Maximum number of files in one ext3 directory while still getting acceptable performance?
I have an application writing to an ext3 directory which over time has grown to roughly three million files. Needless to say, reading the file listing of this directory is unbearably slow.
I don't blame ext3. The proper solution would have been to let the application code write to sub-directories such as ./a/b/c/abc.ext
rather than using only ./abc.ext
.
I'm changing to such a sub-directory structure and my question is simply: roughly how many files should I expect to store in one ext3 directory while still getting acceptable performance? What's your experience?

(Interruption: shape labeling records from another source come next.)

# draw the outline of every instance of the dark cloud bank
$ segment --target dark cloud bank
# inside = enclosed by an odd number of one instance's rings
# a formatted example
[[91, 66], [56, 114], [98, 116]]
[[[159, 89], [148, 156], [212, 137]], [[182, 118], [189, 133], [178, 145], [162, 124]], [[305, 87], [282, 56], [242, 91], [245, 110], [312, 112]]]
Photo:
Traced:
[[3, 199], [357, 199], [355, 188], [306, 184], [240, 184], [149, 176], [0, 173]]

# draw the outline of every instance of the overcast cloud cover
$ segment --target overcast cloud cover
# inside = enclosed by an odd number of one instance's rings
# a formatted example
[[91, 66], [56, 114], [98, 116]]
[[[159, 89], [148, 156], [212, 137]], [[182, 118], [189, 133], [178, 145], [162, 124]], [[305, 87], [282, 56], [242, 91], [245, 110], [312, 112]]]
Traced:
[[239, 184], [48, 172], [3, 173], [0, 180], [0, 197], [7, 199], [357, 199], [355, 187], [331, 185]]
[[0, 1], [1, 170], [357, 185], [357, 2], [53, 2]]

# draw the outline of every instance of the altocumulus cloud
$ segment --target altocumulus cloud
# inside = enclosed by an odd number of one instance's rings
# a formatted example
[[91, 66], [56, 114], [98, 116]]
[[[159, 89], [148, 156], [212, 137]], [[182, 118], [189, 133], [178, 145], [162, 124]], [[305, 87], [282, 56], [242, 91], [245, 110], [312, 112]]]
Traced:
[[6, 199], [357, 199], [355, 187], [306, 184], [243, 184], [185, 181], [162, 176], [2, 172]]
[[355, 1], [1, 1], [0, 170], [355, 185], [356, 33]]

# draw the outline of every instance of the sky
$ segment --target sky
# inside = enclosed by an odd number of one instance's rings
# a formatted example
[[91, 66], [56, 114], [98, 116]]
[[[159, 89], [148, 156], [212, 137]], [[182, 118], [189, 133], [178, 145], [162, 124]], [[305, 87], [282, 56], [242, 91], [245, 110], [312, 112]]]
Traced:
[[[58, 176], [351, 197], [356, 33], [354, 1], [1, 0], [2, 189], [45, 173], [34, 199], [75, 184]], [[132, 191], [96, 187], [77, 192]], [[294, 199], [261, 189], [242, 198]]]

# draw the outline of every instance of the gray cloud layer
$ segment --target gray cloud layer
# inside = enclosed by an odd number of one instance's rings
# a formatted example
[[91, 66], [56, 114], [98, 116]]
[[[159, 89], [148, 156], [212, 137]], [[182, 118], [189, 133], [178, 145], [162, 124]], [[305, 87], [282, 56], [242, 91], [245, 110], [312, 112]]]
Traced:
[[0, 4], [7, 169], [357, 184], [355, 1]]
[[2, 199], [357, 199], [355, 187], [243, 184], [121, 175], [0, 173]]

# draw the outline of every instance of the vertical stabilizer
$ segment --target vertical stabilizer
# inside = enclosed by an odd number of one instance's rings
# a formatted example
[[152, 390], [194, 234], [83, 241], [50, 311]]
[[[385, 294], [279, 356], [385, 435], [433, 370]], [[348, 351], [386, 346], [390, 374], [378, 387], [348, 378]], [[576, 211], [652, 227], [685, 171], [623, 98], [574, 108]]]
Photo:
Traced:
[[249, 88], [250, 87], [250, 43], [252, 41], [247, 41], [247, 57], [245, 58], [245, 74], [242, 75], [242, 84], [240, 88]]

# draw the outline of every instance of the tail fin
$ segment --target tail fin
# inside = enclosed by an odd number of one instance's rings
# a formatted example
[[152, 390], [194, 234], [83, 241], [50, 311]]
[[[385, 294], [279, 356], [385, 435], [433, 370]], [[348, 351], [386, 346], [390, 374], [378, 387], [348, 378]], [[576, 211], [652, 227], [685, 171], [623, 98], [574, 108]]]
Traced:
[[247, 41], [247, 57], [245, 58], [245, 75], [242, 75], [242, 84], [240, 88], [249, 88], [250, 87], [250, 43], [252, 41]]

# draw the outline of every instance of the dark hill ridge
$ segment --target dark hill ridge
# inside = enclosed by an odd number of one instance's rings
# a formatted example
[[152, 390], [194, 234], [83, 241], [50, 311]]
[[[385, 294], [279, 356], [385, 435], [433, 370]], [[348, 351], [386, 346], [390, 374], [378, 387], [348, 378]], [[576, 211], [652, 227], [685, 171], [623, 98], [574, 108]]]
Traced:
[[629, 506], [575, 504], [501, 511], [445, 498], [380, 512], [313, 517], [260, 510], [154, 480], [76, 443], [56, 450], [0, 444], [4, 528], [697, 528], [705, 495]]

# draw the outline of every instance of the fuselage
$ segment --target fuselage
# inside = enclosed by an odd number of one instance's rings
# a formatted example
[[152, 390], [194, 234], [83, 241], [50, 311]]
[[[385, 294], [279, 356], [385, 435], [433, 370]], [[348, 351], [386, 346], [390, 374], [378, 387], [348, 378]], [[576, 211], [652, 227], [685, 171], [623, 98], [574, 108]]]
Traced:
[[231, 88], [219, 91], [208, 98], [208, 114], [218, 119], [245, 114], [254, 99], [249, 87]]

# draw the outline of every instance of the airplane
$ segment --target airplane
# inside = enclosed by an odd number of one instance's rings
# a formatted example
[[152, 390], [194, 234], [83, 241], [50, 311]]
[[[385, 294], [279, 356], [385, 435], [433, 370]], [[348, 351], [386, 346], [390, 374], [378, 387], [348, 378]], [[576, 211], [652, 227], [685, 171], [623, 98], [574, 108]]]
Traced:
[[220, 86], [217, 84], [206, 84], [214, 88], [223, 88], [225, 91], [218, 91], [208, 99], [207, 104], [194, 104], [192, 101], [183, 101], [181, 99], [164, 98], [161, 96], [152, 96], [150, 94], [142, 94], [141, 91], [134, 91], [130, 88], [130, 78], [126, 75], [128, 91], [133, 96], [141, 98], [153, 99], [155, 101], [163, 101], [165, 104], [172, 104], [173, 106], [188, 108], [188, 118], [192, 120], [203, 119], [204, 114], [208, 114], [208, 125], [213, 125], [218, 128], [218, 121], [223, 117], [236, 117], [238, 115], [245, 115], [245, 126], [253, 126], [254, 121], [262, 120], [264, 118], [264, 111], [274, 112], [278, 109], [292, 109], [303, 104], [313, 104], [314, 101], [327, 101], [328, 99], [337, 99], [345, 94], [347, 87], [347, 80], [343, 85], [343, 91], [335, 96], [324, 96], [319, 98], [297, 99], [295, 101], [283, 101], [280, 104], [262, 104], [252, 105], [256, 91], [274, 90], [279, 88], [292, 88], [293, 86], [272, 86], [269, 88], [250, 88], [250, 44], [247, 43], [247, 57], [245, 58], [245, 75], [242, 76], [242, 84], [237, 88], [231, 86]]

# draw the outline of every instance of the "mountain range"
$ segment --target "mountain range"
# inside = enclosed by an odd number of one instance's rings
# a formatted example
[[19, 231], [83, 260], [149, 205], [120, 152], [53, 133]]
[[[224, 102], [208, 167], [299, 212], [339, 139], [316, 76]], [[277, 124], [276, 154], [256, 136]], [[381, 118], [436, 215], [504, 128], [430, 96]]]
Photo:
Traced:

Or in other words; assuming that I need to store three million files in the structure, how many levels deep should the ./a/b/c/abc.ext
structure be?
Obviously this is a question that cannot be answered exactly, but I'm looking for a ball park estimate.
Solution 1:
Provided you have a distro that supports the dir_index
capability then you can easily have 200,000 files in a single directory. I'd keep it at about 25,000 though, just to be safe. Without dir_index
, try to keep it at 5,000.
Solution 2:
Be VERY careful how you select the directory split. "a/b/c" sounds like a recipe for disaster to me...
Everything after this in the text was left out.